Nowhere Boy was edited by Goldfrapp's partner, filmmaker Lisa Gunning, who also directed five beautiful shorts on a next-to-nothing budget to accompany the key tracks from Tales of Us. "It's always a slight worry working with your partner," Goldfrapp says. "You're never quite sure whether that's the right thing to do or not -- it could be a bloody disaster. But it's been fantastic."

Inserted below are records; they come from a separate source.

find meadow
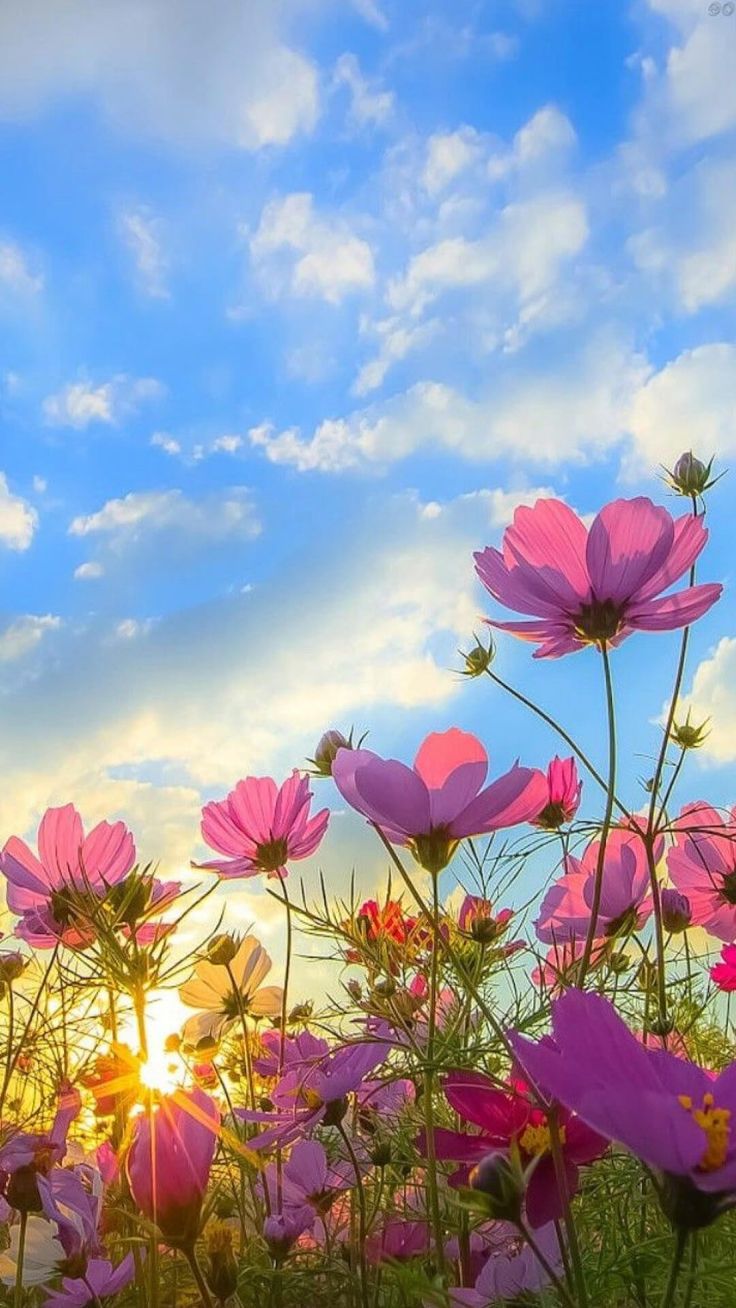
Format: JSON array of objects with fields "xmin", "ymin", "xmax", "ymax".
[{"xmin": 2, "ymin": 457, "xmax": 736, "ymax": 1308}]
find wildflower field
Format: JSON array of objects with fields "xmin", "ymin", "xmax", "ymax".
[{"xmin": 2, "ymin": 459, "xmax": 736, "ymax": 1307}]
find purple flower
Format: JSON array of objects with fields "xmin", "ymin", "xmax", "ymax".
[
  {"xmin": 365, "ymin": 1219, "xmax": 429, "ymax": 1264},
  {"xmin": 446, "ymin": 1222, "xmax": 562, "ymax": 1306},
  {"xmin": 42, "ymin": 1254, "xmax": 136, "ymax": 1307},
  {"xmin": 510, "ymin": 990, "xmax": 736, "ymax": 1227},
  {"xmin": 535, "ymin": 828, "xmax": 659, "ymax": 945}
]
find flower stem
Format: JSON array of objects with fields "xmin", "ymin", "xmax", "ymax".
[
  {"xmin": 13, "ymin": 1210, "xmax": 27, "ymax": 1308},
  {"xmin": 337, "ymin": 1120, "xmax": 371, "ymax": 1308},
  {"xmin": 548, "ymin": 1111, "xmax": 588, "ymax": 1308},
  {"xmin": 579, "ymin": 644, "xmax": 617, "ymax": 984},
  {"xmin": 184, "ymin": 1246, "xmax": 216, "ymax": 1308},
  {"xmin": 514, "ymin": 1218, "xmax": 576, "ymax": 1308},
  {"xmin": 660, "ymin": 1228, "xmax": 688, "ymax": 1308},
  {"xmin": 682, "ymin": 1230, "xmax": 699, "ymax": 1308},
  {"xmin": 422, "ymin": 870, "xmax": 446, "ymax": 1278}
]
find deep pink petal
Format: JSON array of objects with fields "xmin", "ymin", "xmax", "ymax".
[
  {"xmin": 586, "ymin": 499, "xmax": 673, "ymax": 603},
  {"xmin": 451, "ymin": 766, "xmax": 548, "ymax": 837},
  {"xmin": 627, "ymin": 584, "xmax": 722, "ymax": 631},
  {"xmin": 37, "ymin": 805, "xmax": 84, "ymax": 885},
  {"xmin": 414, "ymin": 728, "xmax": 487, "ymax": 789}
]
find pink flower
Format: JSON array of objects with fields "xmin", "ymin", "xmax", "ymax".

Tension arose only after Goldfrapp forgot to bring a key prop to the set while filming the first clip, for the murderous ode "Jo." The crew had decamped to a forest in Essex on the outskirts of London to capture the mood, and Gunning had purchased an ax online that Goldfrapp had been temporarily stowing in her car. "I really hated the ax being in the car," she says. "I thought, I cannot have this anymore. Something weird's going to happen. Someone's child will get in and knock their leg against it and that'll be the end of their leg. So I took it out of the car and put it at the back of our shed. Of course when we came to do the video, we got there and Lisa said, 'Can you get the ax?' I suddenly had this 'Oh my god, where's the fucking ax?' " moment. I had to ring a taxi company and say, 'Can you go up to my shed, get an ax I've left behind there, put it in a car, and bring it to these woods in the middle of the night?' It doesn't sound good, does it?" Considering the source, it couldn't sound more perfect.